The amount of information available has grown exponentially in recent years, resulting in oversized data sets – commonly referred to as Big Data. This data explosion has made traditional management tools and techniques for managing information almost incapable of producing meaningful results quickly. This Big Data problem is both significant and widespread.  Analysis that used to take some organizations minutes now takes hours to complete, assuming that one can receive results at all. With the sheer volume of data (much if which is unstructured) that some organizations have amassed, has created a situation where new and more effective methods to identify relevant data and to extract actionable insights out of the most pertinent information possible is required.

However, simply having access to more data does not necessarily equate to more insights. In order to provide business value, insights must be extracted, distilled and analyzed from the raw or aggregated data source(s). This is where Big Data meets Advanced/Predictive Analytics. Predictive analytics, at its core, is really just the understanding the key relationships between business KPIs and past events that dictate a certain set of variables. Understanding these past events allows an organization to predict, given a selected set of external or internal drivers, a probable outcome.

Predictive analytics is all about identifying patterns in the past data, melding them with current data points that are now readily available using today’s technology, and then taking action to ultimately improve business performance. Organizations can profit from predictive analytics, when they ensure that the analytics is based on enough historical data to determine meaningful patterns and the analyst has the discipline to properly model and analyze data for decision-making support. This approach helps turn poor business decisions, made using hazardous guesswork, into well thought out and successful business decisions that improve performance.

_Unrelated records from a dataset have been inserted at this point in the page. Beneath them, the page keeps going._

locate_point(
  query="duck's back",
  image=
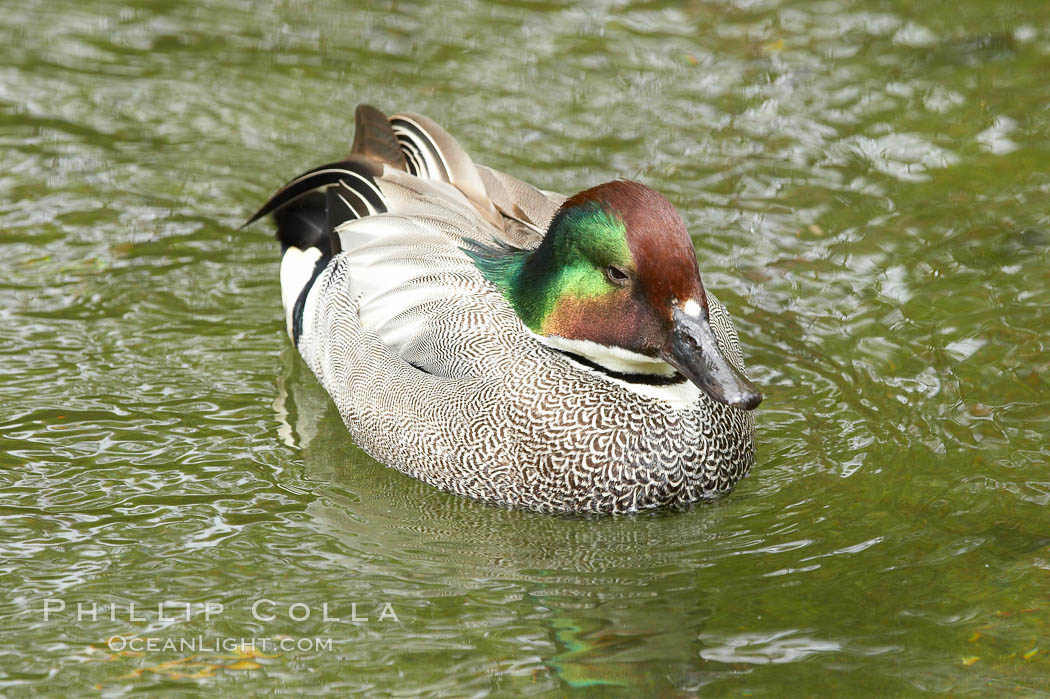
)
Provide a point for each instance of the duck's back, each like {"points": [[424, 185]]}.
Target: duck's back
{"points": [[433, 371]]}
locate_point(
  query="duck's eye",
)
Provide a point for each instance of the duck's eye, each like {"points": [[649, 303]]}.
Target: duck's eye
{"points": [[616, 275]]}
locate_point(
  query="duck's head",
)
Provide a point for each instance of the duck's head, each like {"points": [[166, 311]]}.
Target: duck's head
{"points": [[615, 283]]}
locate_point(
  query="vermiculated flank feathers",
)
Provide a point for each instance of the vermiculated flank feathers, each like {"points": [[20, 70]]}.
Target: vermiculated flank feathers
{"points": [[433, 371]]}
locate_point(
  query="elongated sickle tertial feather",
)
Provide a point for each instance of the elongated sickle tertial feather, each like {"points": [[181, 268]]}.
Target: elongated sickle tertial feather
{"points": [[374, 138], [358, 173]]}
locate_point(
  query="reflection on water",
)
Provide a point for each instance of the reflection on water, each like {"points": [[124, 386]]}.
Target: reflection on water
{"points": [[866, 187]]}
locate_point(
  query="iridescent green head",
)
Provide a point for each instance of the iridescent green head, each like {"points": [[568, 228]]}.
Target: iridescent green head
{"points": [[615, 281]]}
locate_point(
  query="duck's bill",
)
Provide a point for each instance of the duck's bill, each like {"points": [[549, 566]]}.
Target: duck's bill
{"points": [[694, 351]]}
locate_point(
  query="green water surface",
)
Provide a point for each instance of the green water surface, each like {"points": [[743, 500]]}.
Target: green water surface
{"points": [[867, 183]]}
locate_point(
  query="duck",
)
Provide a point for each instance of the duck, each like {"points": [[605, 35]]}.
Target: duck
{"points": [[507, 343]]}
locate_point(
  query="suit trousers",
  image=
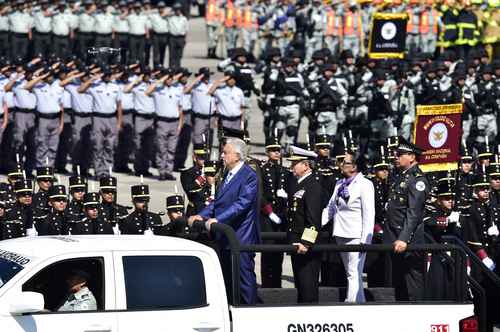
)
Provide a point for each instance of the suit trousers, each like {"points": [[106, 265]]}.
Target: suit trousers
{"points": [[353, 264], [306, 276], [105, 136], [47, 141]]}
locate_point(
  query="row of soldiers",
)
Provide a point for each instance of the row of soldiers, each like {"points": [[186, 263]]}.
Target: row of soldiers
{"points": [[128, 29], [52, 210], [345, 25]]}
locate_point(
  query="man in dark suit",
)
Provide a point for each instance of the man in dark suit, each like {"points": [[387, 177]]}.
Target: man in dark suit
{"points": [[304, 221], [236, 205]]}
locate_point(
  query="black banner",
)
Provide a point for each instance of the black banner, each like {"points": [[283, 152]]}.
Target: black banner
{"points": [[387, 36]]}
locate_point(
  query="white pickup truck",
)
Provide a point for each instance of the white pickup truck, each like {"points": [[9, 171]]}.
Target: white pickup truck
{"points": [[155, 283]]}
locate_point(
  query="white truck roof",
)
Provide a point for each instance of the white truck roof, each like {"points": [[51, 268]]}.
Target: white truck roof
{"points": [[49, 246]]}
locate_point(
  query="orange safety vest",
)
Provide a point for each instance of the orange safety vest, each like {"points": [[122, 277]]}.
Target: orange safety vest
{"points": [[248, 22], [331, 29], [229, 22], [424, 22], [211, 13], [349, 24]]}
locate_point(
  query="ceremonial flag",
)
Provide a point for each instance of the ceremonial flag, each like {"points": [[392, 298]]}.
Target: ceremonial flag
{"points": [[387, 36], [438, 131]]}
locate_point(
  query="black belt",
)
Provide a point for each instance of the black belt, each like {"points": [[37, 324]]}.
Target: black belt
{"points": [[230, 118], [82, 115], [49, 116], [165, 119], [145, 116], [23, 110], [104, 115], [201, 116]]}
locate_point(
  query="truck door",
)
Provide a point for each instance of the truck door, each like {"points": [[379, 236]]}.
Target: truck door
{"points": [[168, 291], [51, 281]]}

An organization must have sufficient and relevant data over time to establish logical data behaviour patterns. This means data that is in a proper format, granularity and is stored in such a way that it can be mined. Simply having large volumes of data, without effectively capturing relevant history, will not provide enough measurement points to detect a rate or change of rate. This approach helps turn poor business decisions, made using hazardous guesswork, into well thought out and successful business decisions that improve performance. However, CFO’s should not immediately jump onto the “predictive analytics” bandwagon before their organization is ready. In fact, just recently Capgemini talked with a CFO who said it best—”I can’t predict my organizations’ financial future without knowing and truly understanding the past.”